В парной было тепло и чуть сыро. Угли в печи уже потухли, но банные камни ещё не успели остыть. «Рядом с баней должен быть дом, – подумал Данилевский. – И, раз сегодня здесь парились, в доме есть люди. Надо бы найти и расспросить их, где я оказался и как найти дорогу в Борькино садоводство. Черт… Час поздний, спят все, наверно… Могут и не открыть…»

Он чувствовал, что зверски устал. Здесь было так тепло и спокойно, и так не хотелось выходить обратно на мороз… Глаза слипалась. «Завтра спрошу», – решил Данилевский, укладываясь на полог. Сон овладел им мгновенно.

* * *

Первым, что, проснувшись, увидел Данилевский, были лучики дневного света, пробивавшиеся через дверную щель. Голова нестерпимо болела и безумно хотелось пить.

«Как я оказался в бане? Да ещё и так тепло одетый?..» – с удивлением подумал Данилевский. Воспоминания давались с трудом. Смутно всплывало в памяти блуждание в темноте и страх, а вот что было до и после – начисто выпало из головы.

«Надо меньше пить», – пробормотал Данилевский. Выйдя из бани, он тут же зажмурился от ударивших в глаза лучей солнца.

Снег казался необыкновенно ярким. Он переливался тысячами искорок в сугробах, на ветках огромных елей и высоких остроконечных крышах стоявших неподалеку домов. Их стены были такие же белые; местами из-под обвалившейся штукатурки виднелась каменная кладка – не кирпичная, а именно каменная, из округлых серых булыжников.

Эти дома ничем не напоминали дачный поселок Борьки Загребина.

«Надо же было так заблудиться», – подумал Данилевский. Тревога в его душе возрастала – таких построек в ближайших пригородах Петербурга он не припоминал. Встречались, конечно, одинокие каменные конюшни или стилизованные кафе, но эти дома явно были жилыми. Это был какой-то необычный городок… Городок западноевропейского образца.
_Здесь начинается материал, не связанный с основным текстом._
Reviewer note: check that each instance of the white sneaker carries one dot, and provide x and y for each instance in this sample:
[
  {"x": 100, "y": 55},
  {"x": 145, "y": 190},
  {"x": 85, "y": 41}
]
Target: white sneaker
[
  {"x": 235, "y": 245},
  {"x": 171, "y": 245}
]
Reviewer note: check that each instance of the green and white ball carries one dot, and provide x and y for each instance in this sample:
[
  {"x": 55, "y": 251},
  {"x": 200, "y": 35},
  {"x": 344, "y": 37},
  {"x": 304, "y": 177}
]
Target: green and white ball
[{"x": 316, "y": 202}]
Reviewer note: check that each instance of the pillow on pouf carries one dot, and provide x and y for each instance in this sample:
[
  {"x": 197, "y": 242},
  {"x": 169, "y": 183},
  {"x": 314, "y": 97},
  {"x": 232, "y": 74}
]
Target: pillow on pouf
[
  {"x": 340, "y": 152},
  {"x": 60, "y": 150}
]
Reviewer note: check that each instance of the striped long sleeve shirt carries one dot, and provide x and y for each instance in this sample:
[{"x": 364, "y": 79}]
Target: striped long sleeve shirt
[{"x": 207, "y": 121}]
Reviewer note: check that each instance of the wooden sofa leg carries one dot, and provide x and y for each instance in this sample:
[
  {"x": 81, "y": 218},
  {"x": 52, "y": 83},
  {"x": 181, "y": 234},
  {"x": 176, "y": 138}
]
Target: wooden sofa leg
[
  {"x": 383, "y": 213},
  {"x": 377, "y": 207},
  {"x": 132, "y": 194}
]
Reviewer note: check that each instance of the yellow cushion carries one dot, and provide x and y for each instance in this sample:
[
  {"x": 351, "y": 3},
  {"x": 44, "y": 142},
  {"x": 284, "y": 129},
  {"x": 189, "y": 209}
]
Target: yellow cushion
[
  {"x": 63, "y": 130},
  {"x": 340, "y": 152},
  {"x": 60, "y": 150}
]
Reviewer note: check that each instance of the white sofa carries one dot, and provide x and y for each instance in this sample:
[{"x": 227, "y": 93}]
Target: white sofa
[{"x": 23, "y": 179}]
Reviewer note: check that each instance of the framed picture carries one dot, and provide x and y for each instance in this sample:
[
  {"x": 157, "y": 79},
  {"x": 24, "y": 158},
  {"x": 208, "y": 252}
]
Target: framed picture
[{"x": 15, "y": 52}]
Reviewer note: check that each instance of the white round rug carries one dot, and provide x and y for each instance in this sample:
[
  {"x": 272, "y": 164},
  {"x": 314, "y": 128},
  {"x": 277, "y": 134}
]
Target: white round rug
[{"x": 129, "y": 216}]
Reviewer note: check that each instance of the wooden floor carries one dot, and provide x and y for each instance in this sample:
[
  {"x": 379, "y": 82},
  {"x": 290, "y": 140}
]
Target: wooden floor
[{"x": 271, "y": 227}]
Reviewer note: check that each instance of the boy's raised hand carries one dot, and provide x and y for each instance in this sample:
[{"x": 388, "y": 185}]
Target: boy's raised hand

Данилевский вышел на протоптанную дорожку, уходившую в заснеженный лес. «Странно все это. Какой-то другой мир. Не наш».

Его внимание привлек доносившийся со стороны леса женский голос. Посмотрев в ту сторону, Данилевский замер от изумления.

Из сени заснеженных елей вышла хрупкая молодая женщина, поддерживавшая опиравшегося на ее плечи высокого седовласого мужчину. Оба были одеты не по сезону: он – в потрепанном парадном костюме-тройке с белой рубашкой и слегка съехавшей в сторону галстуком-бабочкой, она – в джинсах и свитере. Верхняя одежда отсутствовала у обоих.

Путники остановились и внимательно посмотрели на Данилевского, а он – на них. Данилевский чувствовал, что должен знать этих людей, но не мог вспомнить, кто они. «Они же замерзнут», – тем временем мелькнуло в его голове.

Постояв так с минуту, он подошел ближе, снял свой огромный ватник и молча набросил его на плечи обоих путников. «Геля будто знала, для чего понадобится, и размер побольше нашла», – мысленно удивился Данилевский.

Принцесса Виктория улыбнулась, с благодарностью посмотрев на Данилевского. Густав Девятый молча кивнул.